HPI Discussion: configuring modules

Discussion: configuring modules

Open karlicoss opened this issue 4 years ago • 9 comments

Discussion around the design decisions here

May 10 '20 08:05 karlicoss

Just some thoughts on configuring/modifying this.

This is heavily biased as someone who is familiar with python, and I expected that I'd have to fork/modify HPI to fit my needs.

Edit: Though, not sure if forking/modifying is the common case, so take this with a grain of salt. Is just my though process on using this so far.

In general, I'm happy with configuration/tooling that this has provided around a layer to load data. Splitting up the configuration into ~/.config/my and using dataclasses to validate attributes makes sense once I've seen it a few times.

Though, when configuration is programmatic (python), and theres a lack of documentation/dataclass (e.g. my.coding.commits), its unclear what exactly to do. I was able to figure out what fields were necessary by inference, but in a larger namespace/module that might not be obvious.

(sidenote; I believe its this, feel free to correct me if I'm wrong)

class commits:
    names: List[str] = ["Sean Breckenridge"]
    emails: List[str] = ["[email protected]", "email two...."]
    roots: Paths = [Path(environ["REPOS"])];

I'd think that everyone has different modules/needs. Not everyone is going to use the same hardware, social media, or systems for note taking, so if your objective is to have programmatic access to all of your data, I don't think pip install hpi would work in most cases. Either pip install -e . or with_my seem like fine solutions to someone who wants to heavily configure/modify this.

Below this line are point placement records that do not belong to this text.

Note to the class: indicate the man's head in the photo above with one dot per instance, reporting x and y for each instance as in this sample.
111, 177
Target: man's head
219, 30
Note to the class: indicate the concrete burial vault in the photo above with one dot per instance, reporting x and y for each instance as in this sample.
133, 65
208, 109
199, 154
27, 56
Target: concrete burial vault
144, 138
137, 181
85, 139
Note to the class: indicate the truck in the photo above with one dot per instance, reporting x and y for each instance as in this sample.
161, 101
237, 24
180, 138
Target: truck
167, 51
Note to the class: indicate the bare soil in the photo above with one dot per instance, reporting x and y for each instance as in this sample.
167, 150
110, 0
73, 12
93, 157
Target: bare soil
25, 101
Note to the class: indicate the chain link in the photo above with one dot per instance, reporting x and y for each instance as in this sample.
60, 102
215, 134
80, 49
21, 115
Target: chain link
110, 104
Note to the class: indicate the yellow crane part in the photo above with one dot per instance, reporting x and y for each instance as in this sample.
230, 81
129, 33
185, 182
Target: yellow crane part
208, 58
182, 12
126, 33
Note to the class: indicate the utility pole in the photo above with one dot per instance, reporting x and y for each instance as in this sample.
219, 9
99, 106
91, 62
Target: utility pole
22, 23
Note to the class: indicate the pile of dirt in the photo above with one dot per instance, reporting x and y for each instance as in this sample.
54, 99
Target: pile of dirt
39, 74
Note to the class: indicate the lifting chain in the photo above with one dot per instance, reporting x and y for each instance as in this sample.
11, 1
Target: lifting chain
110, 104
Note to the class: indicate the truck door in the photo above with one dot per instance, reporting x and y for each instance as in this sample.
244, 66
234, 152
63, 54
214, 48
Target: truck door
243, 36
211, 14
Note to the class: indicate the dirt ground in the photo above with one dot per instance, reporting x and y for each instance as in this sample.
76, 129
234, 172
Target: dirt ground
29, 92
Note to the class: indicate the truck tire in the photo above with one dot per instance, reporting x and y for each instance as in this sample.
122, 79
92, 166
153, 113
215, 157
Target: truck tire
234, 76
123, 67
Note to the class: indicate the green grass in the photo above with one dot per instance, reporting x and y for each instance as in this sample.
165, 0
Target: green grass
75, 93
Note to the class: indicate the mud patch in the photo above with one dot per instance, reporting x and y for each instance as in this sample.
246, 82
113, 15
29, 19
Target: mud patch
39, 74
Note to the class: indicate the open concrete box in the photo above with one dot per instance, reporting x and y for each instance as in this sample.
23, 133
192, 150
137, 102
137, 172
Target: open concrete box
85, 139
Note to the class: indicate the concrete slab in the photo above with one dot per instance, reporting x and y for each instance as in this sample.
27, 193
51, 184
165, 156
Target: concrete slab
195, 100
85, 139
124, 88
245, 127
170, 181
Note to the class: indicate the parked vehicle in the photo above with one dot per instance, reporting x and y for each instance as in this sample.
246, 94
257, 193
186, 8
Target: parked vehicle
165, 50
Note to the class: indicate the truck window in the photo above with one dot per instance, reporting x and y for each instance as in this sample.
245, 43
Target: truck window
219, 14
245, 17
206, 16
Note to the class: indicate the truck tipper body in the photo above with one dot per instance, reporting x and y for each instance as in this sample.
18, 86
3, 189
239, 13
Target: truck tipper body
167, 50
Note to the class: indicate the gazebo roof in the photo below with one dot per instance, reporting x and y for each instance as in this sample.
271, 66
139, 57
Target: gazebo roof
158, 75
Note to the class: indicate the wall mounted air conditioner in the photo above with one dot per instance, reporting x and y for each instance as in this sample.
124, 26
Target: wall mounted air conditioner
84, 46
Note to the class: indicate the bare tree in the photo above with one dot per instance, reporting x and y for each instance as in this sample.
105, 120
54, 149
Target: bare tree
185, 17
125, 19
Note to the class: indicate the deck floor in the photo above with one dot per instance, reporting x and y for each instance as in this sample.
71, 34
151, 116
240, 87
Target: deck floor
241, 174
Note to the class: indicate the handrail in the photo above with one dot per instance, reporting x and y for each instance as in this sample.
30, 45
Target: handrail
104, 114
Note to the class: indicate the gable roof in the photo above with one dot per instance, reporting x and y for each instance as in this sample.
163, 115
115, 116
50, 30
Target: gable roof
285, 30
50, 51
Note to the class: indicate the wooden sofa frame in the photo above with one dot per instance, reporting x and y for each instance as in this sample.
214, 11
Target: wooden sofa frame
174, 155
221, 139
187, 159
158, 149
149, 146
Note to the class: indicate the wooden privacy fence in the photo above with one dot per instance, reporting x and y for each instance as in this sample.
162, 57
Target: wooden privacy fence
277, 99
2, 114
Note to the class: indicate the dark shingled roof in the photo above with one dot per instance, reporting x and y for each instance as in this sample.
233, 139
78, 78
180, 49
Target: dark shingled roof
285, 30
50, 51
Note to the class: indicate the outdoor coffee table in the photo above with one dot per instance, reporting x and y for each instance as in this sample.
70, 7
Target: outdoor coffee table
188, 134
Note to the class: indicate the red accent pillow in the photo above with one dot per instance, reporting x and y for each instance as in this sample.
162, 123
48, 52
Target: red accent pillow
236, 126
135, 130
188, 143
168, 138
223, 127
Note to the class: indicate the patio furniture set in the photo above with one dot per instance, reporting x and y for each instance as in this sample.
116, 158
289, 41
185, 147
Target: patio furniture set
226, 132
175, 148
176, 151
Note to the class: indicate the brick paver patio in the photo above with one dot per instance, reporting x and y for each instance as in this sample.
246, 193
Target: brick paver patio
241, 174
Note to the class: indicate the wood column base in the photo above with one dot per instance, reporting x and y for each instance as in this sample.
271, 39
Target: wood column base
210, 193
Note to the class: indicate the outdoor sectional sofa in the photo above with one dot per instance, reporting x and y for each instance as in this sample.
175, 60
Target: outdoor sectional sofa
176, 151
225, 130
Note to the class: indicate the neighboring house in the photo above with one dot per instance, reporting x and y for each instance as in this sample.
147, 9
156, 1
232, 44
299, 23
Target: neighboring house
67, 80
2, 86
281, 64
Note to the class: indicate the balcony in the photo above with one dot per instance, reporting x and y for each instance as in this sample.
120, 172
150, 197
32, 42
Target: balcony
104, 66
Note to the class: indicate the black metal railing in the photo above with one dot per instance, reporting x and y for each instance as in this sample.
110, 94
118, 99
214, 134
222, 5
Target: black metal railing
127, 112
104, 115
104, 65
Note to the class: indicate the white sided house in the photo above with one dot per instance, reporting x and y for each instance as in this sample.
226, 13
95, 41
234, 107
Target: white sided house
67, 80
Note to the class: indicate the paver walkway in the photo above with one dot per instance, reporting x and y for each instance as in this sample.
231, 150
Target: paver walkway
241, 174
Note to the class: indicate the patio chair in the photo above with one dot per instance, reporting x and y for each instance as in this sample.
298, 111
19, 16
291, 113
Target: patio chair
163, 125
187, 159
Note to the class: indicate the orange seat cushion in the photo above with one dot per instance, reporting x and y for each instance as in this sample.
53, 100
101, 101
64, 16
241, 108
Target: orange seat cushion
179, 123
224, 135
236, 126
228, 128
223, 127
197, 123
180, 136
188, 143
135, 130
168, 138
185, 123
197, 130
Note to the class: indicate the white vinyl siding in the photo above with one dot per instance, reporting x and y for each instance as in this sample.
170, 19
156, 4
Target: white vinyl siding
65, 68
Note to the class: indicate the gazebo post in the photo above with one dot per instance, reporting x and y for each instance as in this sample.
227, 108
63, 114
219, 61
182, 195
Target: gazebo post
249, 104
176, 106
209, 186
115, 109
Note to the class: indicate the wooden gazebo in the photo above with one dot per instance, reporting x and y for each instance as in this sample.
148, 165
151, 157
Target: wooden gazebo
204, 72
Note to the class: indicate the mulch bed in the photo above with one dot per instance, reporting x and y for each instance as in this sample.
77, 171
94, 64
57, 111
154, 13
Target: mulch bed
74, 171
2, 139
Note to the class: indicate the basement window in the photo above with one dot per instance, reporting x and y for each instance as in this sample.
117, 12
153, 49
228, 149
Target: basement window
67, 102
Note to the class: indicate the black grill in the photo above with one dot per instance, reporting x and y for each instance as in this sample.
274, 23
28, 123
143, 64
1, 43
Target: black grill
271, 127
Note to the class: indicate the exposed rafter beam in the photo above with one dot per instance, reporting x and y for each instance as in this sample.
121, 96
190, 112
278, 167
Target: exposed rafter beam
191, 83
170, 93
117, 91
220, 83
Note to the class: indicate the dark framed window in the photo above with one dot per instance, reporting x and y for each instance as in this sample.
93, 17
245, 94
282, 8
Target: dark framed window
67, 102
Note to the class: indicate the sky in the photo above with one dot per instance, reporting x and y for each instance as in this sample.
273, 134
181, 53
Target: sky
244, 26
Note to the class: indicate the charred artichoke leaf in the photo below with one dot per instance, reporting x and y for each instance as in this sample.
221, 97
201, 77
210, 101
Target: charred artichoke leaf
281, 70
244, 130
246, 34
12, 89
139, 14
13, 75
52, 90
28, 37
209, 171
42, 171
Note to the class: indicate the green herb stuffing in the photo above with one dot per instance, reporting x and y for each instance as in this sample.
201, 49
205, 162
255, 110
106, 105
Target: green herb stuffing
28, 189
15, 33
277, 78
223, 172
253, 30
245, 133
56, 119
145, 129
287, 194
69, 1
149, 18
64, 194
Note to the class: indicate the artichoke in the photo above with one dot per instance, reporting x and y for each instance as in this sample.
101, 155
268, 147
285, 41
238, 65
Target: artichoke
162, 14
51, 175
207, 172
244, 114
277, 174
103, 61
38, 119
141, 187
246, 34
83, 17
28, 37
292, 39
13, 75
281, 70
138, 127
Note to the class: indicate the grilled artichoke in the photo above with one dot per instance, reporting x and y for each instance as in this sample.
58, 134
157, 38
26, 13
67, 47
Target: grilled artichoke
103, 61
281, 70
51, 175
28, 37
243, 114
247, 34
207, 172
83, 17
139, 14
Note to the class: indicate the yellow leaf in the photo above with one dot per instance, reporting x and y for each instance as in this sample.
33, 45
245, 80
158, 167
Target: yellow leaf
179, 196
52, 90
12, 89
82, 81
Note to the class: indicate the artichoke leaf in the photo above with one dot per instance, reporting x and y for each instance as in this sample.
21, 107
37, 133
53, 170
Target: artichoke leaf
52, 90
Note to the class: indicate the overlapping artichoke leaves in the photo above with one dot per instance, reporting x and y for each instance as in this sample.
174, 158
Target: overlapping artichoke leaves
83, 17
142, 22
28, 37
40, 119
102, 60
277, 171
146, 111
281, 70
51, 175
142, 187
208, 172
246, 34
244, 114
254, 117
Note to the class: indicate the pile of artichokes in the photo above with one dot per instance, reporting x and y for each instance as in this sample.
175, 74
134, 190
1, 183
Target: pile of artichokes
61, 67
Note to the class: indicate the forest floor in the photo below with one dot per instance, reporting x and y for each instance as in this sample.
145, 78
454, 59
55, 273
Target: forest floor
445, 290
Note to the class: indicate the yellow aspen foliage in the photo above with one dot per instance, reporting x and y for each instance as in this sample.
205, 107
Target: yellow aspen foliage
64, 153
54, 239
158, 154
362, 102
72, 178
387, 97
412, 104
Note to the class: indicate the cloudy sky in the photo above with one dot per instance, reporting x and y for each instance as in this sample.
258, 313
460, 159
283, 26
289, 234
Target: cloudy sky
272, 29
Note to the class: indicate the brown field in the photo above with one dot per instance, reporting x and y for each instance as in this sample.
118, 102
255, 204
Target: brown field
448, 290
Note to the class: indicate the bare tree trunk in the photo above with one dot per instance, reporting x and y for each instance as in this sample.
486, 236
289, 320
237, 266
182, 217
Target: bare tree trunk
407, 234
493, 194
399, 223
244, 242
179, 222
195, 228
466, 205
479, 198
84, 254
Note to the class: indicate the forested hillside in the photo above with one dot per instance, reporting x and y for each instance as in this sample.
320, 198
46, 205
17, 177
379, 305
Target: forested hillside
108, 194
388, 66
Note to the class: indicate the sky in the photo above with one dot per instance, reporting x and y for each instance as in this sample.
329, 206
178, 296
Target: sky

I feel like using HPI is closer to the process of curating a vim/emacs/dotfiles configuration. This provides a useful starting point/core for handling data, and the exporters (rexport/ghexport) can be plugged in for commonly used services. Then (optionally), you write your own custom modules for your own data sources. Its slightly more annoying in this case, because of all the parsing/normalization required for ever-changing APIs/Data-Sources, but when/if exporters/DALs are somewhat standardized/pushed to pypi, I think a configuration file/object in ~/.config/my that specifies which modules are active/inactive - I'm a fan of how doom emacs does this - could be useful. Similar to doom/spacemacs, each module/namespace package could (optionally) have a doctor.py which would do checks (run tests or check if packages (like cachew/gitpython/pytz) are installed), model.py for the NamedTuple representation, and/or __init__.py/<modulename>.py, which would be the python module one would import from the REPL to get access to the data.

I'm not saying this should be extended to the extent that spacemacs has been, just that splitting it into namespace packages with an option to enable/disable 'modules' with common files makes it easier for someone to understand/edit, and it provides more structure than the current solution (I'd prefer to not mess with core on my fork whenever possible).

Commenting on the other thread, I'm sort of weary of the idea that users who are less familiar with python could place custom python files as modules in ~/.config/my/plugins. For a newer user, it would also make possible code reuse across namespaces more complicated. Personally, I prefer the idea of cloning/editing this, and then using with_my/pip install -e . to allow import my... in a REPL/python script, but its possible it could work either way.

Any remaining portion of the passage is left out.